De Gaulle ? Oublié !

Sous une avalanche de commentaires méprisants,voire haineux contre le corps enseignant, de Gaulle semble bien avoir disparu… oublié ! Or, c’est bien le débat littéraire qui nous intéresse, pas le débat idéologique ; le débat de l’enseignement de la littérature, pas le dénigrement systématique de notre profession, car demain, après-demain et pour longtemps encore, contre vents et marées, nous serons à nos postes, face à des adolescents ; les célébrations du 18 juin seront loin, les adolescents, eux, seront là, avec ce tome 3 des Mémoires de guerre à étudier.


Et nous, professeurs de Lettres, les « professionnels de l’enseignement de la littérature », nous devrons amener à s’intéresser à la littérature, à un moment donné de la journée, non seulement Mélina et Jonathan, qui ne demandent que cela, mais aussi Kevin, qui a des peines de cœur, Marie, angoissée par la maladie de sa mère, et Sofian, désolé de constater qu’il a oublié de se mettre du gel dans les cheveux ; nous devrons amener toute cette petite troupe à dialoguer avec un auteur nécessairement absent : pari fou, tantôt gagné, tantôt perdu mais toujours recommencé. Or, au fil des années, des échecs et des réussites, nous avons acquis – on pourra bien nous l’accorder – un petit savoir-faire, un début d’expertise qui nous permet de prévoir comment nous allons pouvoir aborder une œuvre pour parvenir peut-être, avec la collaboration des élèves, au résultat escompté.

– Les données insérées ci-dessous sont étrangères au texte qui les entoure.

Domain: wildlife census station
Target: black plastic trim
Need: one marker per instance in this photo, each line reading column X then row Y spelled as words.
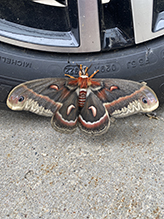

Nous avons donc lu et relu ce tome III des Mémoires, imaginé des cours possibles… Rien à faire : pour que la rencontre ait lieu, il faut que l’œuvre soit à la fois belle et forte, qu’elle empoigne l’adolescent, qu’elle lui parle de sa vie, de sa mort, de ses amours, de sa liberté, de sa grandeur et de sa misère. On voit nettement que Shakespeare, Pascal, Kafka, Beckett, Bonnefoy et tant d’autres sont armés pour cela, à condition que nous installions une petite « rampe d’accès » pour les élèves. À nous de savoir la construire.


Mais de Gaulle…


Quand la littérature européenne du XXème siècle s’élabore autour du traumatisme des guerres mondiales (et coloniales pour certains), du cri de Valéry : « Nous autres, civilisations, nous savons maintenant que nous sommes mortelles» à l’aphorisme d’Adorno :
« Ecrire un poème après Auschwitz est barbare » ; quand tous ces morts, toute cette cruauté, torturent les consciences des écrivains et s’inscrivent, explicitement ou implicitement, au cœur de leur œuvre, voici les lignes que de Gaulle consacre aux morts d’Hiroshima : « C’est alors que, le 6 et 10 août, tombe sur Hiroshima et sur Nagasaki la foudre des bombes atomiques. A vrai dire, les Japonais s’étaient montrés, avant le cataclysme, disposés à négocier la paix. Mais c’est la reddition sans condition qu’exigeaient les Américains, certains qu’ils étaient de l’obtenir depuis la réussite de l’expérience du Nevada. De fait, l’empereur Hiro-Hito s’incline au lendemain de la destruction de ses deux villes bombardées. Il est convenu que l’acte, par lequel l’Empire du Soleil Levant se soumet aux vainqueurs sera signé le 2 septembre, en rade de Yokohama, sur le cuirassé Missouri. Je dois dire que la révélation des effroyables engins m’émeut jusqu’au fond de l’âme. Sans doute ai-je été, depuis longtemps,  averti que les Américains étaient en voie de réaliser des explosifs irrésistibles en utilisant la dissociation de l’atome. Mais, pour n’être pas surpris, je ne m’en sens pas moins tenté par le désespoir en voyant paraître le moyen qui permettra, peut-être, aux hommes de détruire l’espèce humaine. Pourtant, ces amères prévisions ne sauraient m’empêcher d’exploiter la situation créée par l’effet des bombes. Car la capitulation fait s’écrouler, à la fois, la défense japonaise et le veto américain qui nous barraient le Pacifique. L’Indochine, du jour au lendemain, nous redevient accessible. Nous n’allons pas perdre un jour pour y rentrer. » (p 271-272 ed. Pocket) Bel exemple du sang-froid, de l’énergie et du pragmatisme de l’homme de pouvoir, mais morne prose : on pense plutôt à Emmanuelle Riva disant les mots de Marguerite Duras, à Kenzaburô Oé…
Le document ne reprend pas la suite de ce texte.